Would notebook's clues have headed off 9-11?
Published: 9/11/07, 12:30 AM EDT
By Greg Gordon
WASHINGTON _ Two numbers scrawled in a notebook that belonged to terrorism suspect Zacarias Moussaoui could have given the FBI a chance to identify several of the Sept. 11 hijackers before they struck six years ago, according to officials who are familiar with the bureau's massive investigation of the attacks.
The notebook entries recorded the control numbers for two Western Union wire transfers in which suspected al-Qaida coordinator Ramzi Binalshibh, using an alias, sent Moussaoui $14,000 from Germany in early August 2001, before he went to a Minnesota flight school to learn to fly a Boeing 747 jumbo jet.
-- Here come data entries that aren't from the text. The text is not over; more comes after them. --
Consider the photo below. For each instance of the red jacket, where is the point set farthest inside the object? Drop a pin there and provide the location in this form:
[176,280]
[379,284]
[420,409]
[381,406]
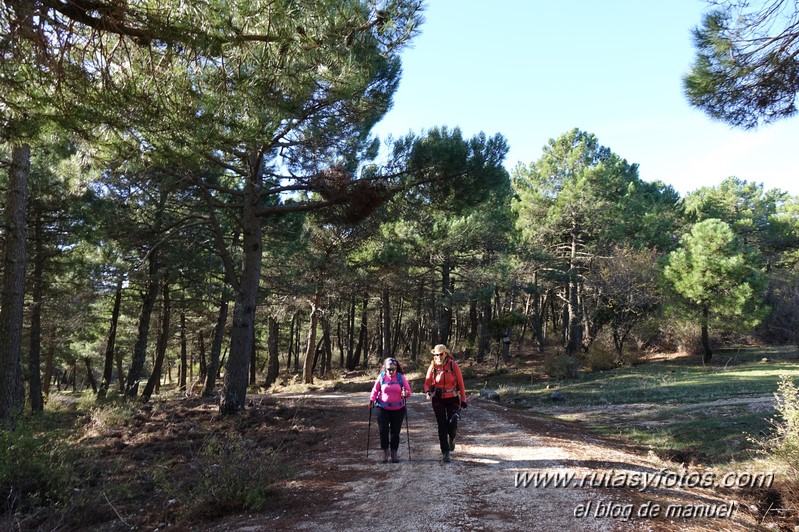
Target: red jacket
[446,377]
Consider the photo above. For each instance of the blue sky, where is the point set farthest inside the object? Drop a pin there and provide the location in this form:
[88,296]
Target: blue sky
[534,69]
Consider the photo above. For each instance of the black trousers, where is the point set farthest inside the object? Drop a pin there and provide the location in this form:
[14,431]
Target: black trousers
[445,410]
[389,423]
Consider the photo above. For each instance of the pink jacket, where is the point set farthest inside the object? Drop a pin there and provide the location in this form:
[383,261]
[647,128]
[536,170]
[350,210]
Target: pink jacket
[387,391]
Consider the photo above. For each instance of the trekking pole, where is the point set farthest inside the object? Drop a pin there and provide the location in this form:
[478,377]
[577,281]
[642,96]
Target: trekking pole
[368,434]
[407,428]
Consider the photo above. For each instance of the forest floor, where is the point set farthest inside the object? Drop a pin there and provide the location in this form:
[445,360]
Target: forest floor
[177,464]
[483,488]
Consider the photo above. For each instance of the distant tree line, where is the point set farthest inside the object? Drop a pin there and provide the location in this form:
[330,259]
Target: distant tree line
[195,191]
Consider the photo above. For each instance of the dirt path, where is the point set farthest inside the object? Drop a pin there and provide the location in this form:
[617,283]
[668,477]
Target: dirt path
[483,488]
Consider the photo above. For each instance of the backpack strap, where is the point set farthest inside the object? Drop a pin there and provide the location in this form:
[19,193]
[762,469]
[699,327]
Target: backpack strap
[383,382]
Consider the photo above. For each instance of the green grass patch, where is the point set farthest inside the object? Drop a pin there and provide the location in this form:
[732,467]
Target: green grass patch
[658,383]
[707,414]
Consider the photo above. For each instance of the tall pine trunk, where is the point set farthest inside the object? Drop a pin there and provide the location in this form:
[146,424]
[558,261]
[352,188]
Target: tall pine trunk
[445,318]
[108,368]
[153,383]
[37,290]
[273,348]
[212,368]
[385,311]
[12,389]
[310,345]
[145,314]
[234,387]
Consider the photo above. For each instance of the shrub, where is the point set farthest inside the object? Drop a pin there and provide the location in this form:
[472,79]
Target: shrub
[229,474]
[599,359]
[783,444]
[36,467]
[561,366]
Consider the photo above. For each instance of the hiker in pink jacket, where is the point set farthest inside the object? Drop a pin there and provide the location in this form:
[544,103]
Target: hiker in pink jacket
[388,398]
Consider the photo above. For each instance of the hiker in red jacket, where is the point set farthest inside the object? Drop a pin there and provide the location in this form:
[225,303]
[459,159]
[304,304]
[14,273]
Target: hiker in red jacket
[388,397]
[446,392]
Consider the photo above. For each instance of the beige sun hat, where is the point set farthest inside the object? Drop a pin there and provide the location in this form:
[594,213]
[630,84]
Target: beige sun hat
[440,348]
A check of Western Union records probably would have uncovered other wires in the preceding days for similar sums of money to Binalshibh _ who'd been turned away at the U.S. border four times because he was a suspected terrorist _
from an al-Qaida paymaster in Dubai. On one of those receipts, the paymaster listed a phone number in the United Arab Emirates that several of the hijackers had called from Florida.
FBI headquarters, however, rejected Minneapolis FBI field agents' repeated requests for a national security warrant to search Moussaoui's belongings after he was arrested on Aug. 16, 2001.
One agent, Harry Samit, was so convinced that Moussaoui was a terrorist that he sent scores of messages to FBI headquarters pressing for a search warrant.